To say the resurgence of the Charleston Cup steeplechase races at Stono Ferry helps sell houses would be putting words in Wilson “Bud” Poston’s mouth.

But he doesn’t dispute one point. In 2012, “We had a frenzy of activity immediately after the Cup,” says Poston, Realtor with Wilkinson & Associates ERA Realty.

Not coincidentally, the Stono Ferry homeowner’s association moved forward with plans this year to upgrade the steeplechase venue. Notably, crews crafted an all-timber open air pavilion, set aside exclusively for residents, at the finish line.

The first event involving the expanded viewing stand will be the 2013 Charleston Cup on Sunday.

“It’s kind of exciting what’s going on,” says Poston, who resides in the upscale, Hollywood neighborhood. “I think we’re having a good year.” A half-dozen single family homes and six townhomes sold in the past 12 months, while three homes and townhomes apiece went under contract. Moreover, buyers and sellers struck deals on seven home lots.

Poston says he expects this year’s Cup, a day of sports and cocktails, to again usher in a period of acute interest in Stono Ferry real estate.

“With new inventory, we should be able to take advantage of it,” he says.

The real estate uptick in Stono Ferry off S.C. Highway 162 helps to confirm metro Charleston’s burgeoning interest in equestrian properties.

A dozen or more communities from Mullet Hall and Seabrook Island to Awendaw tout equestrian centers, while dozens of homesteads are set up as five to 10 acre mini-farms and 50-100 acre plus estates.

Poplar Grove master planned community off Davidson Road between West Ashley and Ravenel offers both estate-sized lots and smaller equestrian properties.

“Our first phase, we had 500 acres,” says Vic Mills, developer.

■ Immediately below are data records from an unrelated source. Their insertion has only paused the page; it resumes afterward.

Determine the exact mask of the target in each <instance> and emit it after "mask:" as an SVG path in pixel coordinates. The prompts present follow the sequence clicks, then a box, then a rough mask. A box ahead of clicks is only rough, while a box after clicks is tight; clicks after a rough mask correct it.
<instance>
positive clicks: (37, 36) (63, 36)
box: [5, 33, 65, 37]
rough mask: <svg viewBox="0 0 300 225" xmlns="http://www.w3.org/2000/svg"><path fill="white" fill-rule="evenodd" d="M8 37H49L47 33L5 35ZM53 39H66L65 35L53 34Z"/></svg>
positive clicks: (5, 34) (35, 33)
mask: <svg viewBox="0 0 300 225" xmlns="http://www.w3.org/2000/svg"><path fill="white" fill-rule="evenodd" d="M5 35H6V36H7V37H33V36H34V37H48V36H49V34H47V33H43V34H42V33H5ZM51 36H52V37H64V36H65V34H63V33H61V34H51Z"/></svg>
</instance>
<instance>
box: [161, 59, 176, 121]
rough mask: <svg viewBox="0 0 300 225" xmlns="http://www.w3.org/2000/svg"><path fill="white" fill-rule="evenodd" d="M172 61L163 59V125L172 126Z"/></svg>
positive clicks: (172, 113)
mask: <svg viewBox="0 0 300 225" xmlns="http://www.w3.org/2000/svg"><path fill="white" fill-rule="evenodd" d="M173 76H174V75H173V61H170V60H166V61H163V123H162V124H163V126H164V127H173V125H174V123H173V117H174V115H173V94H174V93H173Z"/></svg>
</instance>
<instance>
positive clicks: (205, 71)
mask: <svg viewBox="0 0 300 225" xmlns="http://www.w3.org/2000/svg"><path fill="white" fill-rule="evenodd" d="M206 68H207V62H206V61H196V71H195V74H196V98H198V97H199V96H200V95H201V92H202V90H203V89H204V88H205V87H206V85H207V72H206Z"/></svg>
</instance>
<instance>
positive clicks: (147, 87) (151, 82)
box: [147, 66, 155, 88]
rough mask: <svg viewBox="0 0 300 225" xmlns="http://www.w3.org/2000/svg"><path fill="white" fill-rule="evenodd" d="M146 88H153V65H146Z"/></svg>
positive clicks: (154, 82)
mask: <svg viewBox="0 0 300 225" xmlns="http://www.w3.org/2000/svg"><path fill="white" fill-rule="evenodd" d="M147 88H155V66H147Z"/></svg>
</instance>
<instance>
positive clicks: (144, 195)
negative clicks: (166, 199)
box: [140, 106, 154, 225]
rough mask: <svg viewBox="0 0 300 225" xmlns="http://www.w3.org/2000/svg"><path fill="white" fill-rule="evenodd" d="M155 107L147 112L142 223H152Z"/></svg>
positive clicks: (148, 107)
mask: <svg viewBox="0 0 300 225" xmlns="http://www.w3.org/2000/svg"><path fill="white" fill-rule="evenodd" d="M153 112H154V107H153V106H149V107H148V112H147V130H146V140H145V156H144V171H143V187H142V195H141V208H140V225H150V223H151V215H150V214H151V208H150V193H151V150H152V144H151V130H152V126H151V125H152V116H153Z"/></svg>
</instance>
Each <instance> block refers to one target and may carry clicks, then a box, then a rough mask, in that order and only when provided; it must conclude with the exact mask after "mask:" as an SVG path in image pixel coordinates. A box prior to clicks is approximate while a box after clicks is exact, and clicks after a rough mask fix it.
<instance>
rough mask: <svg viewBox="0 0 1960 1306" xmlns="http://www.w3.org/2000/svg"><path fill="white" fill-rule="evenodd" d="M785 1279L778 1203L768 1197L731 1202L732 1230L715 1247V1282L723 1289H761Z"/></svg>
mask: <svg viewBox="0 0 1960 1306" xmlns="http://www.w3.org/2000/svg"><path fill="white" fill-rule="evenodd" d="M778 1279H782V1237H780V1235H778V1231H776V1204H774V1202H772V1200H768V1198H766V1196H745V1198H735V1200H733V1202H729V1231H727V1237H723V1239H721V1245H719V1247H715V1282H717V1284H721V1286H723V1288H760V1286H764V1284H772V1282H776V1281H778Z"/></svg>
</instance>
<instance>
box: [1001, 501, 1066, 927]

His company soon after snapped up another 5,500 acres. “The scale of the project changed when we added extra land,” he says.

After building dozens of upper end houses in the early 2000s, Poplar Grove mothballed sales temporarily in 2006 to concentrate on managing its more-rural sites. A few years ago, the neighborhood opened a horse-riding center with stables and mapped out equestrian-style lots from six to 15 acres and priced in the low $300,000s. Three of the 15 equestrian lots have sold since then. In the next six months, Poplar Grove plans to market estate lots of from 50 to 150 acres.

Equestrian events dovetail with popular outdoor activities such as cross country cycling and kayaking, he says.

“As people spend time on equestrian trails, continue to acquire lots and build, we have been really working hard to fine-tune” the development, Mills says.

Just as equestrian communities pick up business, individual horse farms stand to attract interest.

“I think it (the equestrian market) is coming back,” says Terri Seignious, broker-in-charge of Sea Islands Real Estate on Johns Island.

Seignious, whose website address is, rides horses and has owned and shown them. “I am kind of ‘the horse person,’” she says.

The housing recession slowed down the equestrian real estate trade because “horses, like expensive boats and cars, are discretionary income. They are a family expense.”

But today, residential sales of horse farms and equestrian properties are picking up steam. The most wanted properties in the Charleston area involve “mini-farms” of 7-15 acres with 2,500 square foot houses and stables with three or so stalls.

Seignious says horse people are eager to move to Charleston for its climate and lifestyle but can’t always find the right sized lot. She says she’s suggested to a developer or two the need to “build a spec farm.”

Even so, horse enthusiasts are finding their way here. “We definitely have a growing equestrian population in Charleston,” she says.

While some Lowcountry home buyers own, ride and raise horses, others aren’t involved in equestrian pursuits as a hobby but enjoy events such as races, shows and polo.

“Last year, we had a spring race (at Stono Ferry),” says Cynthia Haskins Hill, a neighborhood resident and Realtor for Pathway Real Estate. “I was sitting on the side watching,” she says, and struck up a conversation with the woman next to her. It seems she was a horse person and purchased a house in Stono Ferry primarily to use the stables and ride on the neighborhood trails, Hill says.

By contrast, Pat and Butch Anderson were taken in by the sprawling lot sizes and scores of live oak trees when they moved from Connecticut more than two decades ago. The property on Old York Course near the race track is now on the market.

According to Butch Anderson, proximity to the city – “it’s 20 minutes to downtown and the airport,”– drew them to Stono Ferry.

“We don’t own a horse,” Pat Anderson says, “but we came to the very first horse race. The biggest (steeplechase) jump is in our backyard,” she says.